IEDI na Imprensa - Indústria inicia mal o ano e guerra piora cenário
Valor Econômico
Mesmo com reação prevista para fevereiro, quadro do ano é desfavorável
Lucianne Carneiro e Marta Watanabe
Depois de expansão inesperada de 2,9% em dezembro, a produção industrial caiu 2,4% em janeiro, na comparação mensal, com ajuste sazonal, retomando as surpresas negativas. Ainda que se espere melhora do indicador em fevereiro, na margem, a indústria tem um quadro desfavorável em 2022.
O cenário adverso, com a demanda fraca já esperada, pode ser agravado pelo impacto da guerra na Ucrânia, retardando o ajuste global nas cadeias logísticas. O descompasso entre oferta e demanda gera novas pressões de preços e de custos de produção, com efeitos maiores que os projetados anteriormente para a inflação doméstica e juros.
Segundo a Pesquisa Industrial Mensal (PIM) do IBGE, além do recuo no índice cheio, a contração da indústria veio disseminada, com queda em todas as grandes categorias, tanto na comparação com o mês anterior quanto na interanual. Na margem, 20 das 26 atividades analisadas tiveram taxas negativas, o maior espalhamento desde abril de 2020.
Janeiro veio pior que a queda de 1,9% esperada conforme a mediana das estimativas de 34 instituições financeiras e consultorias ouvidas pelo Valor Data. Na comparação interanual, o IBGE mostrou queda de 7,2%, também pior que a expectativa mediana do Valor Data, de queda de 6,1%.

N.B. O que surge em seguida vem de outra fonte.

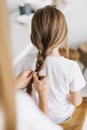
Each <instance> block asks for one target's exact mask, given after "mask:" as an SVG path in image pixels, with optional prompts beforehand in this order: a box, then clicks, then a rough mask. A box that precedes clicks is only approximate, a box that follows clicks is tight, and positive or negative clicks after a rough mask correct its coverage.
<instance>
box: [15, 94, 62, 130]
mask: <svg viewBox="0 0 87 130" xmlns="http://www.w3.org/2000/svg"><path fill="white" fill-rule="evenodd" d="M17 117H18V118H17V119H18V127H17V128H18V130H63V128H62V127H60V126H59V125H56V124H54V123H53V122H51V121H50V120H49V119H48V118H47V117H46V116H45V115H44V114H43V113H42V112H41V111H40V110H39V109H38V107H37V106H36V104H35V103H34V102H33V100H32V99H31V98H30V97H29V96H28V95H27V94H24V93H23V92H19V94H17Z"/></svg>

“Janeiro de 2022 fica muito marcado por uma base de comparação mais alta, avanço maior da ômicron, e alguns fatores pontuais, como as chuvas mais intensas em Minas Gerais, que afetam o setor extrativo, especificamente o minério de ferro”, afirmou o gerente da pesquisa, André Macedo.
“Não só o resultado da indústria veio pior que o esperado, mas a abertura do dado mostra um cenário ruim, com bens de consumo duráveis e bens de capital muito para baixo”, diz o economista-chefe da Ativa Investimentos, Étore Sanchez.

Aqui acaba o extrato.